Para acabar em beleza, o encore ficou para o clássico «Roots». Apesar de ter sido um dos singles do LP de 1996, provavelmente não será justo apelidar a «Ratamahatta» como um clássico absoluto da banda, mas a verdade é que a canção continua a servir sempre como uma boa lembrança do expoente máximo das experimentações tribais em que embarcaram na altura. Já «Roots Bloody Roots», com a sua simplicidade desarmante, continua a ser umqa canção memorável, que sobrevive ao teste do tempo com sucesso e se afirma como um final mais que apropriado para um grande concerto. O mar de pessoas em celebração metálica provaram isso mesmo. Vagos não poderia ter regressado de melhor forma.

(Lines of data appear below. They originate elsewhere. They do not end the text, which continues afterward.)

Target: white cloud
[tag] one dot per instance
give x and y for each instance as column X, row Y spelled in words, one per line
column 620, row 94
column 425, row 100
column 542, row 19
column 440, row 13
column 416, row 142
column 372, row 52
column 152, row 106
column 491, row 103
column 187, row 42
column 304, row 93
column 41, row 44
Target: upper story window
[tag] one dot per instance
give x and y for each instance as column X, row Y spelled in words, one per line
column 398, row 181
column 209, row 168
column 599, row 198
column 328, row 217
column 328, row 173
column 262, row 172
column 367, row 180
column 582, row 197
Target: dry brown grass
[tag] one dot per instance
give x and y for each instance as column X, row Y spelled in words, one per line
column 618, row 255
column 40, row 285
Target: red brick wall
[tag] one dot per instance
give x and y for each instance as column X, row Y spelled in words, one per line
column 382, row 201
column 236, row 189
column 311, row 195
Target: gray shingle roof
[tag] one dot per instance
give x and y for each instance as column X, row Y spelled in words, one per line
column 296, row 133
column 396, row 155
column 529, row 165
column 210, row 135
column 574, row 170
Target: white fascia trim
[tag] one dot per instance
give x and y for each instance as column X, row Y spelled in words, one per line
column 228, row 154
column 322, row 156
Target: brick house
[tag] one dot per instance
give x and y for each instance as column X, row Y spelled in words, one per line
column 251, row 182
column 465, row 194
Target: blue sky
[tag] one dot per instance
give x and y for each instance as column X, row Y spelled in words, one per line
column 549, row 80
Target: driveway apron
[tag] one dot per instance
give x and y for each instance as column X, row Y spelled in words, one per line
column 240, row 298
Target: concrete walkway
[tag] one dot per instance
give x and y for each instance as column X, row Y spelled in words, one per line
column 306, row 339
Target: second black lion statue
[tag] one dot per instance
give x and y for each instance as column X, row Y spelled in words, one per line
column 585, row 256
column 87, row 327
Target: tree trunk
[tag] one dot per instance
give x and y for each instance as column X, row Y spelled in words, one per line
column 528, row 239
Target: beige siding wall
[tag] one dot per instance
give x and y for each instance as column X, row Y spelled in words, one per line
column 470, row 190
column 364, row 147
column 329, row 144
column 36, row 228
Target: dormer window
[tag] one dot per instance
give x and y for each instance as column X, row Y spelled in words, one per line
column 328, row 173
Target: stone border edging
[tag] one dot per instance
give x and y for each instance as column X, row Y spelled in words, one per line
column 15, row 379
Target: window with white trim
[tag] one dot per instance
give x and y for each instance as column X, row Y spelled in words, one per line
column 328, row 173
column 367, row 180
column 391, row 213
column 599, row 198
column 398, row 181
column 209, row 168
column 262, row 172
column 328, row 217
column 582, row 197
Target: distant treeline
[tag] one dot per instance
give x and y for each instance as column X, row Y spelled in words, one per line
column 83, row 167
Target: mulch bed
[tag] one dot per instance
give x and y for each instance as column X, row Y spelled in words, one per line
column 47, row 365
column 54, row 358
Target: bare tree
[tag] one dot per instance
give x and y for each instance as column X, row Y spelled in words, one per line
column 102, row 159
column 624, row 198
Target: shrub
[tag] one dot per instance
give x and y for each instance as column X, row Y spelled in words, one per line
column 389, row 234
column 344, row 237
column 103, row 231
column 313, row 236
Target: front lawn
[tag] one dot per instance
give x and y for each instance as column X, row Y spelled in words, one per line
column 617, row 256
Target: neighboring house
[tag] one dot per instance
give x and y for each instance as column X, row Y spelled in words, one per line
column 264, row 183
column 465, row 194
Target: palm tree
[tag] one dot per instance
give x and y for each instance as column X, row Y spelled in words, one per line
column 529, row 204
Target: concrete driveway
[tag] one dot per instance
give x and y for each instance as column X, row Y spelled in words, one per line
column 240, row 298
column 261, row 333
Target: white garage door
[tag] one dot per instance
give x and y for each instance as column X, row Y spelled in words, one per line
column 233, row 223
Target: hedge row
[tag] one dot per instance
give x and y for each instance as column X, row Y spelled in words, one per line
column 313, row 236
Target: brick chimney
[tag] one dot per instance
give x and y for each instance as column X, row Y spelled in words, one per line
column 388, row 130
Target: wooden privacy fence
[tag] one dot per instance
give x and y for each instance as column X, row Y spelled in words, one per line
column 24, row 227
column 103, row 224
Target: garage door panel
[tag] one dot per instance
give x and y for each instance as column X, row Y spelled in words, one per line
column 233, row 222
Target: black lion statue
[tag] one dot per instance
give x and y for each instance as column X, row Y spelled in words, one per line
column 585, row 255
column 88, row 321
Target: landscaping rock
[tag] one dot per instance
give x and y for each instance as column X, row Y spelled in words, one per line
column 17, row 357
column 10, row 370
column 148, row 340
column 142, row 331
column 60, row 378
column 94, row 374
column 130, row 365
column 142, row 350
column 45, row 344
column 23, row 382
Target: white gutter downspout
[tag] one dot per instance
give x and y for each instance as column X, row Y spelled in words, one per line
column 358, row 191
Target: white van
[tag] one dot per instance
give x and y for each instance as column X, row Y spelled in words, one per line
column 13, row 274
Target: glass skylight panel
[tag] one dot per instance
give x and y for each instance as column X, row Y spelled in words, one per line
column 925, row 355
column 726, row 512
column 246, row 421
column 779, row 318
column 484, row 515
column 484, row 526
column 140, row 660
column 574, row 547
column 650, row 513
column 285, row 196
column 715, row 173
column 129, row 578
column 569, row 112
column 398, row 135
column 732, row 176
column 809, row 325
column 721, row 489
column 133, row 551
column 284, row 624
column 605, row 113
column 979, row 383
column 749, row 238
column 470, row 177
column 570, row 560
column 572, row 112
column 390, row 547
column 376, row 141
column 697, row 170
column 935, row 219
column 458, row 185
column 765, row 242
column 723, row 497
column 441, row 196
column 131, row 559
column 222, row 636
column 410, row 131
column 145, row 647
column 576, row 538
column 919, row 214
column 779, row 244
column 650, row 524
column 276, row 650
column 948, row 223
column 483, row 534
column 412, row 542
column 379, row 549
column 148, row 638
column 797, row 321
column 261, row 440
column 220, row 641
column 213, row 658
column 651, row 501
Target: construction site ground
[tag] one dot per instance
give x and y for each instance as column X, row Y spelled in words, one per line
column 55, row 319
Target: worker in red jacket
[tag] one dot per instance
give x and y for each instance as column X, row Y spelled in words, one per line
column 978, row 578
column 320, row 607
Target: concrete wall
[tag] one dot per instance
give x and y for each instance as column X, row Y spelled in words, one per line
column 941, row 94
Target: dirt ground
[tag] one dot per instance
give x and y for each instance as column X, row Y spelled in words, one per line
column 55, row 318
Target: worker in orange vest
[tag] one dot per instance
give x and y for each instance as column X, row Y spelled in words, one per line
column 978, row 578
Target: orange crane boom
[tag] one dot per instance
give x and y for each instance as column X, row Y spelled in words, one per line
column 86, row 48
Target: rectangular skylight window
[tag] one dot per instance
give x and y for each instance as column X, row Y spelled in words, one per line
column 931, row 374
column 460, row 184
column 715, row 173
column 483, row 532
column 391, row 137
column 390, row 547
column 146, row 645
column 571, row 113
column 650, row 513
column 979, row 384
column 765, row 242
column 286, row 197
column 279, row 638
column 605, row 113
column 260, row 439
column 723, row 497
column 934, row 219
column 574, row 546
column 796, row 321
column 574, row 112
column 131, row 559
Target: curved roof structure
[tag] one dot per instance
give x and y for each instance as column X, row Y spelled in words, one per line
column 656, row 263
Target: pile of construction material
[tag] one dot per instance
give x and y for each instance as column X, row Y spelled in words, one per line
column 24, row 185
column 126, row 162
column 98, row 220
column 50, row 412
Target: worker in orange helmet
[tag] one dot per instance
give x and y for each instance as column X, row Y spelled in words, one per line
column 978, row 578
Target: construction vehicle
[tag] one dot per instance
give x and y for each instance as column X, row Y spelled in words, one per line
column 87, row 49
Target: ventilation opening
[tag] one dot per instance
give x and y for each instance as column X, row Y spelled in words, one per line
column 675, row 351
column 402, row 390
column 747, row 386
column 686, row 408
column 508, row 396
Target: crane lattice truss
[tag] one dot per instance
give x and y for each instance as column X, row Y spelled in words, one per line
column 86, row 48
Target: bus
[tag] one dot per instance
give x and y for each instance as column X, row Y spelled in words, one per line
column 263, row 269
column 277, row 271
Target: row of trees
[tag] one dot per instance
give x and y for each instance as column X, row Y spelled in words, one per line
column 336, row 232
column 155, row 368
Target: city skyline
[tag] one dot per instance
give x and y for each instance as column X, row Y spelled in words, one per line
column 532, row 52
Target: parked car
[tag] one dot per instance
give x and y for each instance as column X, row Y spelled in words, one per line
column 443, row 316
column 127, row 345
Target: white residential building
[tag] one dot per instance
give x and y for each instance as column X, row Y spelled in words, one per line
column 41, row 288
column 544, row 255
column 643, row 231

De seguida, subiram ao palco os portugueses CORPUS CHRISTII, mas essa actuação. assim como todas as restantes deste primeiro dia ( dos DRAGON’S KISS, DAGARA, VENDETA FM, BESTA, BE’LAKOR, DIETH, ALESTORM e SACRED SIN), serão alvo de reportagem detalhada brevemente, num artigo focado neste primeiro dia da edição de 2023 do Vagos Metal Fest.
Fotos por Sónia Ferreira.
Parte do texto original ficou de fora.